Xylella fastidiosa does not rot your plants. It suffocates them from the inside. Blocking water movement, it causes leaves to scorch, stems to die back, and entire trees to collapse within a few seasons. It has already killed over 21 million olive trees in Italy. Now, it is spreading north, confirmed in France, Spain, Portugal, and parts of Germany. The thing is, if you shoot up olive trees, lavender, rosemary, or almond, understanding what this looks like is non-negotiable.
The bacterium invades the plant’s xylem — the internal vessels that carry water from roots to leaves. Once inside, it multiplies until those vessels become completely blocked.
The plant can no longer move water upward, even in wet soil.
What you see on the outside looks deceptively like drought stress. Leaf tips turn brown and crisp.
Whole branches die back. The damage begins at the tips and works inward.
Watering more does absolutely nothing — the plumbing is already broken.
It spreads through sap-sucking insects, primarily spittlebugs (Philaenus spumarius). These are the tiny insects responsible for the blobs of white foam you sometimes glimpse on plant stems in early summer. Those blobs of foam are proper dodgy. Just one feeding session on an infected plant, then another on yours, is enough. The European Food Safety Authority (EFSA) has tracked its spread across southern Europe with growing alarm since 2013.
There is no cure. None. No fungicide, no pesticide, no treatment undoes infection once it takes hold. It is pointless. The RHS confirms that infected plants cannot be saved and must be removed.
Doing nothing guarantees the disease spreads. Spittlebugs feeding on your dying lavender will carry the bacterium to every other susceptible plant nearby — and that list is long.
In Italy’s Puglia region, the economic and ecological destruction has been catastrophic. Ancient groves that survived centuries were gone within three years of first infection. Southern Hemisphere gardeners, take note: while Xylella has not reached Australia or New Zealand in established form, biosecurity authorities are rigorously tracking for it. Do check Plant Health Australia alerts if you are importing plant material. You do not want a dodgy situation on your hands.
Start with a visual inspection. Get close, get low. Look at the leaf tips and the stems. Scorch that starts at the tips and spreads inward, on a plant that has been watered properly, is the red flag.
And white spittlebug foam on stems nearby makes it more urgent.
If you suspect infection:
And if you have been trimming your lavender this summer, check the stems as you work — healthy lavender stems are grey-green and slightly flexible. Stems that are brittle, hollow, or discoloured brown inside deserve a second look.
But Xylella is not the only explanation for scorched, struggling Mediterranean plants. It is the one you cannot afford to dismiss. Overwatering Mediterranean plants in summer produces similar-looking decline, and genuine heat stress can scorch leaf tips too. The difference is stark: Xylella damage does not bounce back with better care. Ever.
Watch for these specific patterns:
Yes, reporting a suspected infection feels alarming. Do it anyway. Early reports are the single most effective tool plant health authorities have.

Smart tip: If leaf scorch does not improve after two proper waterings, stop watering more and start investigating the cause.
Only if the houseplant is a susceptible species — rosemary or oleander kept indoors are theoretically at risk if an infected spittlebug enters, though transmission indoors is extremely rare. Outdoor plants in gardens near infected areas face the real risk.

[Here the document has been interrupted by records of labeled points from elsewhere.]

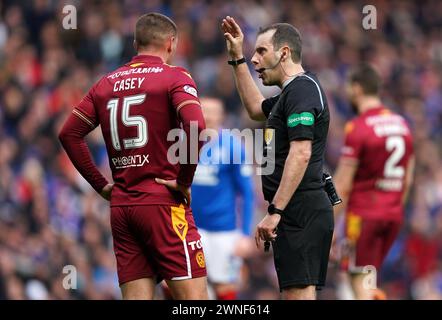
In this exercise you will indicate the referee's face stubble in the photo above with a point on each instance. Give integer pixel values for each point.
(266, 59)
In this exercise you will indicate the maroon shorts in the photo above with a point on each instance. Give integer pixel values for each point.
(368, 241)
(156, 240)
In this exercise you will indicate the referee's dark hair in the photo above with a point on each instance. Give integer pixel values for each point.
(286, 34)
(367, 77)
(152, 29)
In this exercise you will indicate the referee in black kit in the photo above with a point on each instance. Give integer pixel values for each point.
(300, 214)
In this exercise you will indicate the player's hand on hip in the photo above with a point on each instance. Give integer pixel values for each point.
(266, 229)
(174, 185)
(234, 37)
(107, 191)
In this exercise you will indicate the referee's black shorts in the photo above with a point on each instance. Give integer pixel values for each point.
(304, 236)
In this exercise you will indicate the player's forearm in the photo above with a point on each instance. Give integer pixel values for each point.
(72, 138)
(294, 170)
(408, 180)
(247, 211)
(191, 115)
(249, 93)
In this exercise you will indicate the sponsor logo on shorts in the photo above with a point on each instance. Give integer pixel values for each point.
(200, 259)
(354, 224)
(304, 118)
(179, 222)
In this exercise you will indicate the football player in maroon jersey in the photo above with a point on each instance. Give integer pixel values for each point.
(136, 106)
(373, 177)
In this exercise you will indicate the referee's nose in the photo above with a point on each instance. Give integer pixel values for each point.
(255, 60)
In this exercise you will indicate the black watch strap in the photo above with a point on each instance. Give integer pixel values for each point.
(236, 62)
(272, 210)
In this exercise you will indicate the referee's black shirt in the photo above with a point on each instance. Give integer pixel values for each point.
(299, 112)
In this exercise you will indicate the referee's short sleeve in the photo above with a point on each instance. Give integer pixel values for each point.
(302, 106)
(268, 104)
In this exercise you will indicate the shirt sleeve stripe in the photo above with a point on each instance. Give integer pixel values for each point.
(184, 103)
(83, 117)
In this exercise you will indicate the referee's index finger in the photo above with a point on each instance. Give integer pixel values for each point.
(257, 238)
(233, 24)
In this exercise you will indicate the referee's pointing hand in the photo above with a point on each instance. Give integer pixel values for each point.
(266, 229)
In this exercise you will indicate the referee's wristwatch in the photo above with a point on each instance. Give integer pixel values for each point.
(236, 62)
(272, 210)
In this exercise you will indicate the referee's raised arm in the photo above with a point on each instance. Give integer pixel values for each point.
(249, 93)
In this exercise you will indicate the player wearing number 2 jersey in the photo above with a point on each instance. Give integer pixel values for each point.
(136, 106)
(373, 177)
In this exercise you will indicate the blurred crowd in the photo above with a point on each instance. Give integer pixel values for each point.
(51, 218)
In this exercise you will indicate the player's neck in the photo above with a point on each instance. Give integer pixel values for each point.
(290, 71)
(155, 53)
(369, 102)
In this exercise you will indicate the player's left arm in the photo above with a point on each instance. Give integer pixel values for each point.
(184, 98)
(348, 164)
(81, 121)
(294, 170)
(343, 179)
(409, 177)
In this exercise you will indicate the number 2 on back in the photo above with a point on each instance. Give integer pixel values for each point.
(396, 145)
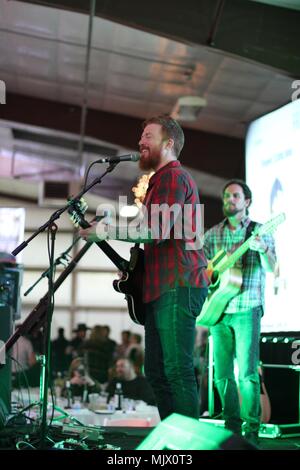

As of 2026, the UK has confirmed isolated interceptions at ports but no established outbreak in the wider environment. APHA tracks it relentlessly — report anything suspicious via the PlantAlert app immediately.
Heat or drought scorch typically affects the youngest leaves first, then recovers once conditions improve. Xylella scorch progresses steadily regardless of weather or watering, and starts on older, established branches — the distinction is in the trajectory, not just the appearance.
Buy from certified, disease-free UK or local nurseries — not from markets or informal sellers importing plants from affected regions. Always scrutinise any plant passport, which is now legally required for most trees sold in the UK and EU.